Cavity magnomechanical framework for a high-efficiency quantum battery
S. K. Singh, Ahmed A. Zahia, Jia-Xin Peng, M. Y. Abd-Rabboud
TL;DR
This work models a hybrid cavity magnomechanical system as a quantum battery charged by two identical two-level atoms, analyzed under the rotating-wave approximation with a Lindblad-type dissipation description. The authors derive an effective interaction Hamiltonian coupling the cavity, magnons, and phonons, then track coherence, stored energy, and ergotropy in the single-excitation subspace. They show that strong, resonant coupling and balanced interactions maximize both stored energy and extractable work, while detuning and decoherence erode coherence and reduce performance, with ergotropy decaying faster than total energy due to loss of quantum coherence.
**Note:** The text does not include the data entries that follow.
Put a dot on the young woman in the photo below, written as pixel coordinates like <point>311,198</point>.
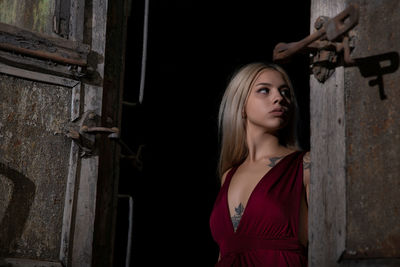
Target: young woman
<point>260,214</point>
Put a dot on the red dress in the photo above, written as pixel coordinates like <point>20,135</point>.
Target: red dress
<point>267,234</point>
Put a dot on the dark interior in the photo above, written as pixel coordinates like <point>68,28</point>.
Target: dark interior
<point>193,48</point>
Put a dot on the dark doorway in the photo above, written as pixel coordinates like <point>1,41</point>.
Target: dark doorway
<point>193,48</point>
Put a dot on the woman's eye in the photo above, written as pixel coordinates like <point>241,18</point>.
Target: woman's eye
<point>263,90</point>
<point>285,93</point>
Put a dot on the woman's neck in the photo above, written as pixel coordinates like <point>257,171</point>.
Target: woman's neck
<point>264,145</point>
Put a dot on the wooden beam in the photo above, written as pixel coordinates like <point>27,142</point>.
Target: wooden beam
<point>41,46</point>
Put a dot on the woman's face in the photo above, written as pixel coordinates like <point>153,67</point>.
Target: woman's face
<point>268,105</point>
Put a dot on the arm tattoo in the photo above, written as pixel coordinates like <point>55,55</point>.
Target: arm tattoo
<point>238,215</point>
<point>273,161</point>
<point>306,162</point>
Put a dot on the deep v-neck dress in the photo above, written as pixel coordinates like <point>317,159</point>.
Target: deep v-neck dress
<point>268,231</point>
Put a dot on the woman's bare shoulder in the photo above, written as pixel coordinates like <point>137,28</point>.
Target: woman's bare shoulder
<point>224,176</point>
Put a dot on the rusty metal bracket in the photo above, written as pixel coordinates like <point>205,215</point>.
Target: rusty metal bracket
<point>84,130</point>
<point>330,39</point>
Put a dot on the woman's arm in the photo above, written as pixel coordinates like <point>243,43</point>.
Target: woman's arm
<point>306,173</point>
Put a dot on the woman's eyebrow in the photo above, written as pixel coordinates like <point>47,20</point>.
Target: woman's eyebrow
<point>269,84</point>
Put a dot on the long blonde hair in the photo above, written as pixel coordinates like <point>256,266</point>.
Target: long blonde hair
<point>230,119</point>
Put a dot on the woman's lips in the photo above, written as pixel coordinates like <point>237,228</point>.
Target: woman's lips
<point>278,112</point>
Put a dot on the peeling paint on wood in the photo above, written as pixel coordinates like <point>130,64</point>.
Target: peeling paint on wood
<point>35,15</point>
<point>34,157</point>
<point>373,135</point>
The results offer a design roadmap for high-efficiency quantum energy storage in hybrid magnonic platforms and highlight the central role of coherence preservation in practical QB operation.
Abstract
We theoretically investigate a quantum battery architecture where two identical two-level atoms are charged by a cavity-magnomechanical system, which includes a microwave cavity, a magnon mode hosted in a YIG sphere, and phonon mode due to the deformation of the YIG sphere. The charging process relies on coherent energy exchange, where the atoms couple to the cavity, which in turn, it interacts with the magnon mode via a beam-splitter mechanism. By deriving the system Hamiltonian under the rotating-wave approximation and employing a Lindblad master equation to rigorously model dissipation, we analyze the complete dynamical evolution of the battery. Our study demonstrates that strong, resonant light-matter interactions are crucial for enhancing the key performance metrics: charging efficiency, stored energy, and ergotropy (extractable work). We systematically investigate the deleterious effects of detuning and decoherence, and critically, we uncover a non-trivial interplay between the system's coupling strengths. This reveals optimal operating regimes where constructive interference maximizes performance, while excessive coupling in specific channels can degrade it. Ultimately, our findings provide a quantitative framework for engineering high-efficiency quantum batteries in hybrid magnonic platforms, offering a design roadmap for future experimental realizations.